Mister jest dobrym antropologiem. Flirtowała z indonezyjskim neonazistą, który przekonywał ją, że Hitler zmarł na Jawie, i była pod wrażeniem jak biała koszulka ze swastyką pięknie komponuje się z brunatnym kolorem jego skóry. W loży dla vipów nocnego klubu piła Jacka Danielsa z człowiekiem, który dokonywał oszustw podatkowych na kilkanaście tysięcy dolarów rocznie, a głowę miał niezłomną jak skała. Robiła zakupy z borneańskimi transseksualistami, deklarującymi się jako gorliwi wyznawcy islamu, jednak do tej pory nie wie, do której części meczetu wchodzą, by odprawić modlitwę. W obskurnym warungu rozmawiała o pogodzie z mężczyzną, który podczas konfliktu w Sampit być może zamordował za pomocą maczety swojego sąsiada, być może nawet kilku sąsiadów, obojętnie patrzył na zastygłe spojrzenie odciętej od korpusu głowy i rękawem wycierał ostrze z jeszcze ciepłej krwi, a na obiad jadł ryż smażony z wołowiną w słodkim sosie sojowym.

Mister reprezentuje postawę w jej ulubionym języku zwaną open-minded. Ludzie lubią Mister. Bo Mister jest fajna. Mister jest otwarta. Mister jest ekstremalna. Dia cantik, dia sendiri, dia berani. Mister jest Cross the Border Girl. Mister przekracza granice i już przestała liczyć pieczątki w paszporcie. Mister notuje tylko fakty i bezczynnie patrzy jak przeradzają się one w wielką mitologię, której Ona największym herosem się staje. Mister poszukuje siebie i coraz bardziej od siebie się oddala, poznaje siebie i coraz bardziej siebie nie poznaje, stara się zrozumieć Świat i coraz bardziej w Tym Świecie się gubi, podczas gdy Tamten wciąż trwa gdzieś tam daleko, daleko, jakkolwiek by nie był w tym momencie nierealny.

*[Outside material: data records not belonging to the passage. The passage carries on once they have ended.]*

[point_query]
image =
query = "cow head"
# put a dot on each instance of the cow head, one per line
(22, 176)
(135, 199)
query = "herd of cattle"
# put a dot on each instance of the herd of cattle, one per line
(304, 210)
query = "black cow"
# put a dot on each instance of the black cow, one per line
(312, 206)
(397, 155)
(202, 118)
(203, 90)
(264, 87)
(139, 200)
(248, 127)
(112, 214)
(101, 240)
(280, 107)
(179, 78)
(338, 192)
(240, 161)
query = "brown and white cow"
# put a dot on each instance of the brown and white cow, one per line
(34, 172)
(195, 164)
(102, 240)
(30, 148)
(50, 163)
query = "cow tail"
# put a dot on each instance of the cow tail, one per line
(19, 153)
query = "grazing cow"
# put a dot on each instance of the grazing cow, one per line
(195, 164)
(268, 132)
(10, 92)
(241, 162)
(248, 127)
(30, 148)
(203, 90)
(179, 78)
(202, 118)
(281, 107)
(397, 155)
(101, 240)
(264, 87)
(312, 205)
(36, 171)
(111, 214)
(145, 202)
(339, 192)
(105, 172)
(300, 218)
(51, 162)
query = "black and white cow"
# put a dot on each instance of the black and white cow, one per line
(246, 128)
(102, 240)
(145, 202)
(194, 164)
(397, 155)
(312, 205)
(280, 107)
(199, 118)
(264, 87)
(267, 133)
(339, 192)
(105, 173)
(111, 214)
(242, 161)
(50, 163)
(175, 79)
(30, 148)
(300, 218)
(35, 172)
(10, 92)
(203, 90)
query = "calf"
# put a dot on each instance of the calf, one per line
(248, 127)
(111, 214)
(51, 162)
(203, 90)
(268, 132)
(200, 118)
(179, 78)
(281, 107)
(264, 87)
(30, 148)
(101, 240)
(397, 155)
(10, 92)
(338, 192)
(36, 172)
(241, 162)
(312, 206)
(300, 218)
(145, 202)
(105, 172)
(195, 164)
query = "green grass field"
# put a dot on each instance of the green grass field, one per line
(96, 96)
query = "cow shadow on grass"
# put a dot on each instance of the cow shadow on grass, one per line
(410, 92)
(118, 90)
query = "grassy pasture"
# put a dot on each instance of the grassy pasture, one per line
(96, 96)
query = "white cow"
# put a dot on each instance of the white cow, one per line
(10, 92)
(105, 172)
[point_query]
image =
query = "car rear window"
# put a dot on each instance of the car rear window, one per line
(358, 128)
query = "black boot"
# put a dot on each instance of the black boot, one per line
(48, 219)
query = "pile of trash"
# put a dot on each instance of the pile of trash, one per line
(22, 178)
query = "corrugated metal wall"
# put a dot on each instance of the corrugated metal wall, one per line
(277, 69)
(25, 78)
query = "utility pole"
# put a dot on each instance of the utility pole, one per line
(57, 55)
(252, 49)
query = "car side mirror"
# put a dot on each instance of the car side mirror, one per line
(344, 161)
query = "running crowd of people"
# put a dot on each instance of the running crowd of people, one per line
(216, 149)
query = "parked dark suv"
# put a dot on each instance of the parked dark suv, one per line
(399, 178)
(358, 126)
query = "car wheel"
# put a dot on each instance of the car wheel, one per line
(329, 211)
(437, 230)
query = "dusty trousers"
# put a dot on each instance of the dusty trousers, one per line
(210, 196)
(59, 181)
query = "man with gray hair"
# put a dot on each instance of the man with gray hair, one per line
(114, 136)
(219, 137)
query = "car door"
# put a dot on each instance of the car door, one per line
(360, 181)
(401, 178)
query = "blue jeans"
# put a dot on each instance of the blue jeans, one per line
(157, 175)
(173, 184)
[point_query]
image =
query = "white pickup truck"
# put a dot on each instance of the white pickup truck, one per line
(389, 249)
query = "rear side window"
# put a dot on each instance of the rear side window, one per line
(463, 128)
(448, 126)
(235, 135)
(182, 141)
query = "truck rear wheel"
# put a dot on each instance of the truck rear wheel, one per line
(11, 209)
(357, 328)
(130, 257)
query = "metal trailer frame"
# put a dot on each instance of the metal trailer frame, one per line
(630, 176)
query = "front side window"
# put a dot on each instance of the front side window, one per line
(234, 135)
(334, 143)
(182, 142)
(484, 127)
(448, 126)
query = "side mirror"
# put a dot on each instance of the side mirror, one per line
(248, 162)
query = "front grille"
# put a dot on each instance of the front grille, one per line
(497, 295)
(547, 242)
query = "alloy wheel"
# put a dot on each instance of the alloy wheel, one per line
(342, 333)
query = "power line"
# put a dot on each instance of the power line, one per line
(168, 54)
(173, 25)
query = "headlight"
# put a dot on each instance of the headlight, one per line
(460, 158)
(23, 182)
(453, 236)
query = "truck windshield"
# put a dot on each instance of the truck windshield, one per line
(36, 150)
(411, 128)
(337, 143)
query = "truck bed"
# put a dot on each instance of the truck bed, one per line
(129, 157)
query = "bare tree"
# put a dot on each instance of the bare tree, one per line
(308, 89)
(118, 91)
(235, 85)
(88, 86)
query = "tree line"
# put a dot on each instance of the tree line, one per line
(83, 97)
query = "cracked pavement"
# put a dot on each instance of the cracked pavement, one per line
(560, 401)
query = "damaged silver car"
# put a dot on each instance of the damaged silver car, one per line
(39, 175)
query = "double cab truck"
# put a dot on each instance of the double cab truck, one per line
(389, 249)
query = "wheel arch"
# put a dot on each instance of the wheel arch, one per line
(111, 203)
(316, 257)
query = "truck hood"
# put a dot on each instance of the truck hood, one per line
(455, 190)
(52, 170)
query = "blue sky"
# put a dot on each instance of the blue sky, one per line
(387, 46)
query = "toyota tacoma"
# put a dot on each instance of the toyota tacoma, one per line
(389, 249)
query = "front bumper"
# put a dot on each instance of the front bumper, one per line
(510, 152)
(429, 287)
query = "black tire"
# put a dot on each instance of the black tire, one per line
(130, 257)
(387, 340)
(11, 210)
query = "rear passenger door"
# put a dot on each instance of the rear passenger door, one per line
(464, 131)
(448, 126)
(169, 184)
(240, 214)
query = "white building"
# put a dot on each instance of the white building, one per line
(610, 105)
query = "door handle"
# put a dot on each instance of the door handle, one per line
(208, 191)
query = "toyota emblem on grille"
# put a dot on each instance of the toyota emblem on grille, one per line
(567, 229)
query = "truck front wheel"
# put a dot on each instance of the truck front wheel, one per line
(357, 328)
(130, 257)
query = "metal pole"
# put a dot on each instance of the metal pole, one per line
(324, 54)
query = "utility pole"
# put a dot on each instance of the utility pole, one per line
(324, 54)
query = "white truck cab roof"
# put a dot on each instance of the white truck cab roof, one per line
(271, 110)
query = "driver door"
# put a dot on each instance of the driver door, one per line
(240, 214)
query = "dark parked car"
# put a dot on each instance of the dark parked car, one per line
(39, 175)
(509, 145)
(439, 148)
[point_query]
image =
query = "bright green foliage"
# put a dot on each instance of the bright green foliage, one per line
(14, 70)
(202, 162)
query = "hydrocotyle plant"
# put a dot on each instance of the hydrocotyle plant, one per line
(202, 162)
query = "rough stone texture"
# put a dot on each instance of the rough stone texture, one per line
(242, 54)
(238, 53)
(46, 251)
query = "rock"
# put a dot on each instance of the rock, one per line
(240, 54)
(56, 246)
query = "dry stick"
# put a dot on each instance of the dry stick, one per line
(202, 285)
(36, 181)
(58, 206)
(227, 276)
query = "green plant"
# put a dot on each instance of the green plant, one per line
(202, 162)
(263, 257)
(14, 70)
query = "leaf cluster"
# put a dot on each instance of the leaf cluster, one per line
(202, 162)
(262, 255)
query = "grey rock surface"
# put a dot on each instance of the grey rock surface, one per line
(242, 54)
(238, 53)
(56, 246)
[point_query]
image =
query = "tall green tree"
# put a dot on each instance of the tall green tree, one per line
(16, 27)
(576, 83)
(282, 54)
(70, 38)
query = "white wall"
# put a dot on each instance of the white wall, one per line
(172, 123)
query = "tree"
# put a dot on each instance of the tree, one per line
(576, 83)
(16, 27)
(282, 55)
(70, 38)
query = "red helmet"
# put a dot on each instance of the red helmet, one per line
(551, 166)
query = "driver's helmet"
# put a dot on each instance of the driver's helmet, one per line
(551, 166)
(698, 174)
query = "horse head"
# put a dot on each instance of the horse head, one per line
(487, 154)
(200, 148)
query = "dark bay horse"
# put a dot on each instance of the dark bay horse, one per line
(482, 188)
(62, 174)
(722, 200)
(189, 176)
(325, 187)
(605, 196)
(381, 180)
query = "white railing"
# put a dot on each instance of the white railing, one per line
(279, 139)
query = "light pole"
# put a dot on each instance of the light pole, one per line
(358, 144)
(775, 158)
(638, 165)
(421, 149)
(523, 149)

– Aduuh, Mister… – wzdychają – Co z ciebie, dziecino, wyrośnie?


5

Stephanie poznałam w Makasarze. Pamiętam moment, gdy przekroczyłam próg jasnego salonu i zanurzyłam się po kolana w mętnej wodzie. Było to tuż po wielkich opadach na południowym Sulawesi, połowa miasta tonęła w powodzi. Stephanie opierała się o parapet, nabierała wodę do plastikowego wiadra i wylewała ją za okno.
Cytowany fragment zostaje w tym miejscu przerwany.